Reprenons. Si l’esprit, dont l’écume est consciente de soi, est bien fondamentalement une mémoire orientée, il peut bien, en première analyse, être vu comme un cône de Bergson dont la pointe est acte, et la base, pur inconscient ou virtualité essentielle. Force est de le constater, chaque cône a une topologie bridée. Son histoire induit des probabilités de passage variables entre différentes idées ou affections. Ici devenues nulles, là quasiment égales à un, comme dans le cas-limite du réflexe. On peut invoquer avec profit le modèle cartographique : certaines pentes ou denivelés dérivent de certains rapports entre cotes, même si la géomorphologie et la tectonique sont bien entendu ici nettement plus fluides (de moins en moins, toutefois, à mesure du passage du temps). Même le rêve à ses topoï. Et que dire des striures langagières ou des coulées que creusent les concaténations, habitus et raisonnements tout faits qui ont subi l’épreuve du feu... Si la logique de l’implication, par exemple, déclare une contiguïté, elle est en fait une idéalisation. La logique est celle des pensées les plus conscientes ; Gödel en a d'ailleurs fait les frais, corps et âme. On découvre bien plutôt des phénomènes que même les ressources des logiques exotiques et para-consistantes seraient bien en peine de décrire. Ainsi, tout événement, id est toute modalisation instantanée du moi, évoque-t-il un passé et ne se constitue que par lui. 

 

La matière de chaque cône-ego est commune, mais elle s'avère être une singularisation barycentrique (mathématisable en droit), en tant qu’actualisation. Il faut donc concevoir un autre niveau de modélisation : un champ intensif d’idées-forces constellés de singularités qui sont, chacune, un cas de ce champ. Chaque singularité est donc elle-même prise dans la topologie du champ commun induite par la force de déformation de toutes les autres. Bridée en elle-même, ses degrés de liberté le sont aussi par l’espace intensif commun. Il n’y a ici aucun code total et isolé, puisque la topographie générale est purement et simplement la conséquence de chacun des points massiques qui peuplent le champ. On assiste non pas à un ordre central, mais à un phénomène de rétroaction réticulaire généralisée. Non pas donc un pouvoir global, individualisé et surnuméraire, mais, selon l'expression de Foucault, des rapports de forces locaux. Cette deuxième limitation de la plasticité du cône se surimpose à la première : c'est l’ensemble mouvant de ce qu’il faut désigner ici comme non-Soi, et qui se révèle être sa pars reactiva. Elle est bien celle du cône-ego singulier en ceci qu’elle est sienne, en tant que partie constituante de la force totale, mais elle en diffère en ceci que cette déformation est passive. Cette puissance à la fois interne et extérieure, c’est le Socius. Présent intégralement en aucun, il pèse intégralement, bien qu'inégalement, sur chacun. Etant donné que le Surmoi qu’il instaure par dissociation n’est qu’un miroitement vide, un reflet de rien fictionnant l’Autre, on doit en déduire abruptement que le Socius n’est en fait – c'est l'évidence même – rien d’autre que la non-maîtrise du Soi.

 

 

Thomas Duzer 

Commentaires

Merci, tout simplement, Magister.

Écrit par : Eurydice | 09/11/2007

"Le mental humain n’est plus cette appréhension de l’esprit comme simple à la manière de Descartes, mais un mode de l’attribut infini qu’est la pensée qui, à ce titre, est parallèle dans son ordre et sa connexion au corps et donc, par là même, au cerveau, mode de l’étendue. On devra donc bannir toute causalité entre l’esprit et le corps, mais seulement établir une concomitance."

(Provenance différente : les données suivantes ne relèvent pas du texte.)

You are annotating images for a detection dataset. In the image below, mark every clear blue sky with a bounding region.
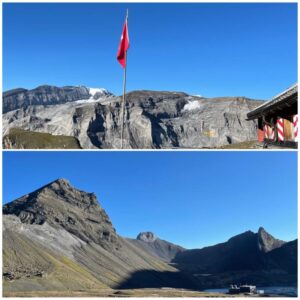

"CONCOMITANT, ANTE, adj. Didactique. [En parlant d'un fait] Qui se produit ou se présente en même temps qu'un autre fait considéré comme principal, ou qui lui succède immédiatement."

C'est très étonnant, hier soir, avant de m'endormir, je me suis trouvé à mi-chemin de ma énième relecture du "Le scarabée d'or". Je viens aussi de finir " Sahara l' esthétique de Gilles Deleuze" de Mireille Buydens (Vrin). Beaucoup de zones d'ombres (le passage du plan coloré pur à la ligne me fait un peu rigoler) et un panorama sasissant de l'oeil de l' homme Deleuze.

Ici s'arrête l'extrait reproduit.